In September 2005, she founded the Center for Ethics and Law in Biomedicine (CELAB) at the Central European University and has served as its director since then. She has completed twelve European research projects funded by the European Commission, in the fields of biobanks, genetic data, stem cell research, organ transplantation and human reproduction. In October 2019 she won the prestigious Synergy Grant of the European Research Council as one of four principal investigators of an international research team working on an interdisciplinary project uncovering the common European history of the welfare state on both sides of the Iron Curtain after the second world war (Project Leviathan).

== Policy work ==
Judit Sándor had crucial contributions to the development of regulating Patients' rights in Hungary. As one of the founders of the first Patients' Right Organization (Szószóló) in Hungary, she worked out the first Informed consent forms in the country. She is currently a member at the National Ethics Committee for Human Reproduction within the Hungarian Medical Research Council.

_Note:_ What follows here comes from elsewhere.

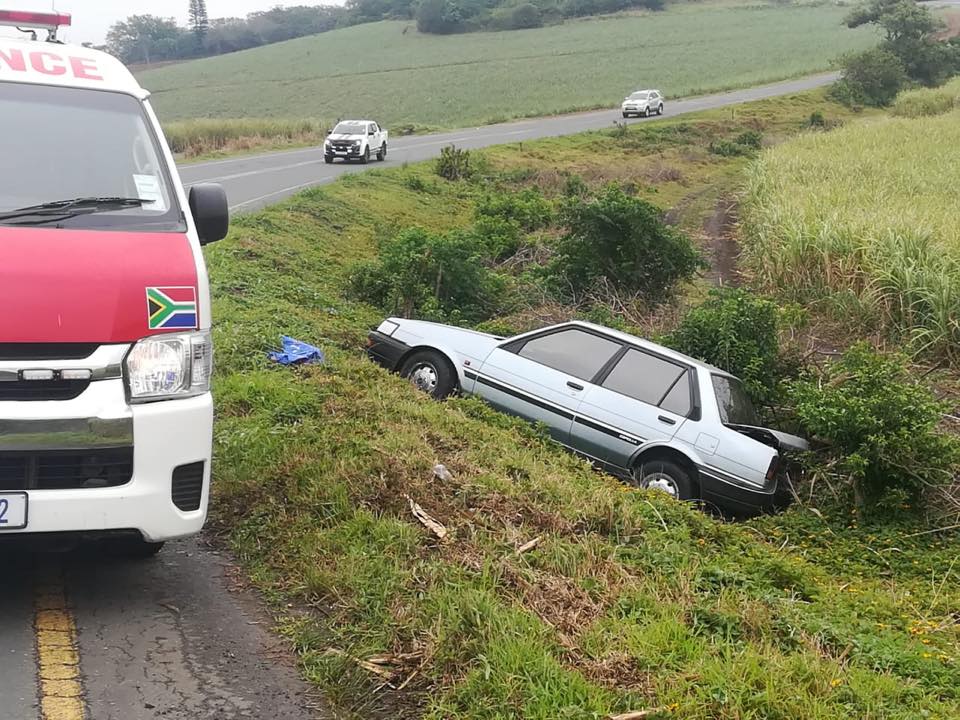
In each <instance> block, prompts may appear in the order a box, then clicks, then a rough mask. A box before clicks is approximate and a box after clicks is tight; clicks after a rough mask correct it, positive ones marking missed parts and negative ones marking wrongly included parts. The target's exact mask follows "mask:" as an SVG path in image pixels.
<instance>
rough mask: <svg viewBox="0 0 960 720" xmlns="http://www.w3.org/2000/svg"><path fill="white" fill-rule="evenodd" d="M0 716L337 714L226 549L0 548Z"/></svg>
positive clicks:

She has participated in different national and international legislative, standard setting and policy making activities in the field of biomedical law and bioethics. She took part in the drafting of a comprehensive health care act in Hungary (adopted as Act CLIV of 1997 on Healthcare), and with two molecular biologists she developed the conceptual framework for the Genetic data law in Hungary, which was later transformed into Act of 2008 on the Protection of Human Genetic Data. In November 2023 she served as an expert on bioethics in the case of Dániel Karsai v. Hungary at the European Court of Human Rights.

In 2004–2005 she served as the Chief of the Bioethics Section at UNESCO. In this function she wrote, among other legal documents, the Explanatory Memorandum to the Universal Declaration on Bioethics and Human Rights. She is a member of the International Scientific Advisory Council of the German Reference Centre for Ethics in the Life Sciences (Deutsche Referenzzentrum für Ethik in den Biowissenschaften, DRZE).

She has been a EuroScience Open Forum (ESOF) Programme Committee member since 2017. In September 2018 she was elected as a Governor of the World Association of Medical Law. Since 2024 she had been one of the ambassadors of the Budapest International Documentary Festival (BIDF).

== Publications ==
Judit Sándor has published eleven books in the field of human rights and biomedical law, including Abortusz és jog (Abortion and Law), Gyógyítás és ítélkezés (Medicine and Jurisprudence), Frontiers of the European Health Care Law', Society and Genetic Information, Perfect Copy?, Studies in Biopolitics, Biobanks and Tissue Research, Az én molekulám (My Molecule). She has also contributed to the International Encyclopaedia of Laws series by writing a comprehensive introduction to medical law in Hungary. Her articles and book chapters have been published in several languages, including Hungarian, English, Croatian, Italian, French, and Portuguese. Judit Sándor has recently published peer-reviewed articles on the bioethical and legal aspects of genetic testing, gene therapy, and gene editing, on the bioethical challenges of the Covid pandemic, on the history of decision-making on abortion in Hungary, and the significance of the Karsai v. Hungary case.

She also writes for non-academic audiences on a wide range of topics related to bioethics and biopolitics, human reproduction and gender issues, privacy and data protection. She has a column in the Hungarian weekly Magyar Narancs, titled Testbeszéd (Body Talk), and is a returning contributor to Qubit, an online Hungarian scientific magazine.